First of all, we must restrict the flow of finance into and out of the country. It is not just that we must not go in for full capital account convertibility –we are almost there now – but rather that we must move in the opposite direction of imposing greater restrictions and regulations on money being taken out of the country. We must review policies concerning exports and imports of goods and services, and impose greater restrictions on imports, curbing imports of luxury goods and services, and those related to such imports.
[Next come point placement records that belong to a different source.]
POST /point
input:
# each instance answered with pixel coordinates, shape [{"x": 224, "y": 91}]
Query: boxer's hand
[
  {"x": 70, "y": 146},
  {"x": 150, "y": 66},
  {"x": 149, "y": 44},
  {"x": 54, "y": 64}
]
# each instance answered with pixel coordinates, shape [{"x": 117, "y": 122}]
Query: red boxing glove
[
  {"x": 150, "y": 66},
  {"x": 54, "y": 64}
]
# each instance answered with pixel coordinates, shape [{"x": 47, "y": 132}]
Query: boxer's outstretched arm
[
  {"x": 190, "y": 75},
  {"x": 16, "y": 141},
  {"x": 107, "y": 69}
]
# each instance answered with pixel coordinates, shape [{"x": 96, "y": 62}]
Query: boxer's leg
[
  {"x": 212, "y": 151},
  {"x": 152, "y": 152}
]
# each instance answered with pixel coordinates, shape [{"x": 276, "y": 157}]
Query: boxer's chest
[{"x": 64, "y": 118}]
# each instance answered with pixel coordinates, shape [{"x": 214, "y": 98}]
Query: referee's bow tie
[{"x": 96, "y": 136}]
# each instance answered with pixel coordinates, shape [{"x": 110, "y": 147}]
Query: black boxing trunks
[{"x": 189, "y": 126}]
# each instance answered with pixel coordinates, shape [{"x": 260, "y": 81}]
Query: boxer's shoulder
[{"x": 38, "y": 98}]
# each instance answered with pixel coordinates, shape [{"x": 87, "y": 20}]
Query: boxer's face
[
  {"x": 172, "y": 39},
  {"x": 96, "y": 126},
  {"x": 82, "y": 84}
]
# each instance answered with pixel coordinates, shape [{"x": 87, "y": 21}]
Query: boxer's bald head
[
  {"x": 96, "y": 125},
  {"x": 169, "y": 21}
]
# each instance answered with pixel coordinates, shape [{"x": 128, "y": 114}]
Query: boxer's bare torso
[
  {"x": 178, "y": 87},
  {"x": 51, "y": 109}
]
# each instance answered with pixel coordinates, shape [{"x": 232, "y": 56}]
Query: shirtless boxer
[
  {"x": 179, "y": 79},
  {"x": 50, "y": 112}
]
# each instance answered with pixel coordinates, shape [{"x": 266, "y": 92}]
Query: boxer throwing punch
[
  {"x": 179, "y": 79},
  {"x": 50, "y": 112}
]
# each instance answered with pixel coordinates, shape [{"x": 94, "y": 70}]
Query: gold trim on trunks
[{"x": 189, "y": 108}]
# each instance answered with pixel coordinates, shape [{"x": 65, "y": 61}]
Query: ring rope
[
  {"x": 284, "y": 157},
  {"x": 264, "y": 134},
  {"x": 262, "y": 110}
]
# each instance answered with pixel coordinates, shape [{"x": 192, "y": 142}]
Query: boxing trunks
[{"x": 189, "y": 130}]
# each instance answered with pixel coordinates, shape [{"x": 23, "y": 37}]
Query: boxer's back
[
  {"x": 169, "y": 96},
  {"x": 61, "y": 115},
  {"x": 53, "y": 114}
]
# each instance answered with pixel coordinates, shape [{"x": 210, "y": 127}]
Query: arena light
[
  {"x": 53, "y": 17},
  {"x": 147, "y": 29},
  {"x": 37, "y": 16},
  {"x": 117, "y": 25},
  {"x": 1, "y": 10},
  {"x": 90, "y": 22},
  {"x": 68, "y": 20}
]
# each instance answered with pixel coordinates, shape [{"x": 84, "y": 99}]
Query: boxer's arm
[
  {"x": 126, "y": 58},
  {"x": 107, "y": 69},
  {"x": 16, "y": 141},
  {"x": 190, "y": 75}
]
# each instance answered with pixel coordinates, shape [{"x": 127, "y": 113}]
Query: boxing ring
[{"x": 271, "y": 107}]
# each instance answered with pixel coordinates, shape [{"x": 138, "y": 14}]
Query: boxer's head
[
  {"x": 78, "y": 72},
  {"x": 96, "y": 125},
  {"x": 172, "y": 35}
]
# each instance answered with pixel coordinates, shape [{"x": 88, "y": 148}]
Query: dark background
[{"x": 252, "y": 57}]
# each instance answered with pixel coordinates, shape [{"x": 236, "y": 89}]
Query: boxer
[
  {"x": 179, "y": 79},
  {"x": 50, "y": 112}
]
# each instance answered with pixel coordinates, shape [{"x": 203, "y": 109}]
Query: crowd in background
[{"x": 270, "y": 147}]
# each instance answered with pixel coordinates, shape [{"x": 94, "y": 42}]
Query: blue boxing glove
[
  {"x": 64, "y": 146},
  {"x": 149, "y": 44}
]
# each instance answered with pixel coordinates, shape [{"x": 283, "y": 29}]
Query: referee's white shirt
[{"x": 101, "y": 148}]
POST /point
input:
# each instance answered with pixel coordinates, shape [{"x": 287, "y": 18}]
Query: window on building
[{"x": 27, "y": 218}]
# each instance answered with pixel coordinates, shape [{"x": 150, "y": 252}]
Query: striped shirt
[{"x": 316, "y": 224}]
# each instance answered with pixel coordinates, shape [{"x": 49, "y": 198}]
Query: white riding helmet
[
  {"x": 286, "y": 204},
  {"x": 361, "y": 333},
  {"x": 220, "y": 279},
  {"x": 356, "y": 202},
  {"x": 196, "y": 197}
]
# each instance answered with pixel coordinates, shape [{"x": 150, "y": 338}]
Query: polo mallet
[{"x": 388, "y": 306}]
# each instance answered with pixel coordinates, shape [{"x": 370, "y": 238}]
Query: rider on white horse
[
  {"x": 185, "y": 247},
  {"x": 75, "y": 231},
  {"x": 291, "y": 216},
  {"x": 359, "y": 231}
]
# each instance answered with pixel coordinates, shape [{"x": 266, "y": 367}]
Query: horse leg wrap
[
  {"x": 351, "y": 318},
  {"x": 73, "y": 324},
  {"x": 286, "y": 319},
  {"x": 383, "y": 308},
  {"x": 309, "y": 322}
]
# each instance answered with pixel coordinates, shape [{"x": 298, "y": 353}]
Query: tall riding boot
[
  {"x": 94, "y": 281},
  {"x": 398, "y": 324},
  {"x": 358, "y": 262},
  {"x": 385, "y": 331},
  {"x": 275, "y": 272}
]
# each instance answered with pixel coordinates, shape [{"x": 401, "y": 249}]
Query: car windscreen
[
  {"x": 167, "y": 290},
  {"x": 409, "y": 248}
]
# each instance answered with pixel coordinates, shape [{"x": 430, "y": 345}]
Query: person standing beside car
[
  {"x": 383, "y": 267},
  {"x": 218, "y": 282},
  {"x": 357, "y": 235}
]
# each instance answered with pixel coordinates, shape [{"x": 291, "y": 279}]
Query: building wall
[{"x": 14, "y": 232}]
We must increase public investments in energy, oil and natural gas exploration, fertilizer production and many areas of industrial and human resource infrastructure including education and health, using the enormous reserve funds available with the public sector enterprises. We must reverse the policies of privatization of industry, and the granting of huge bonanzas to the foreign and domestic corporate sector by way of tax concessions and cheap access to scarce natural resources. We must shift to a model of growth based on the needs and demands of the vast majority of working people and not the fancy tastes and preferences of a narrow elite which imitates the consumption patterns of the global rich.
What devaluation of the rupee does is to raise the cost of imports, and therefore, of all prices in the economy. It worsens inflation, which is already intolerably high on account of the government policies of high levels of indirect taxes and encouragement to traders and speculators. Devaluation hurts working people by bringing down their real incomes. It increases energy and fertiliser costs, harming the peasantry and agricultural labourers. It only benefits a handful of speculators. At the root of it all, devaluation means cheapening our labour in international markets: working harder, producing and selling more, but getting less!
The myth of bourgeois economics that exchange rates are determined by so-called economic fundamentals and the dogma that devaluation/depreciation of the currency will automatically increase foreign exchange earnings on account of exports should be categorically rejected. Public opinion must be mobilised against the ruinous neoliberal policies of the central and most state governments. The alternative set of policies based on basic land reforms, less inequality, greater direct taxation of the rich, increased public investments in health, education and infrastructure, greater democratic decentralization, and an economy of self-reliance with significant controls on foreign trade and capital flows must be popularised.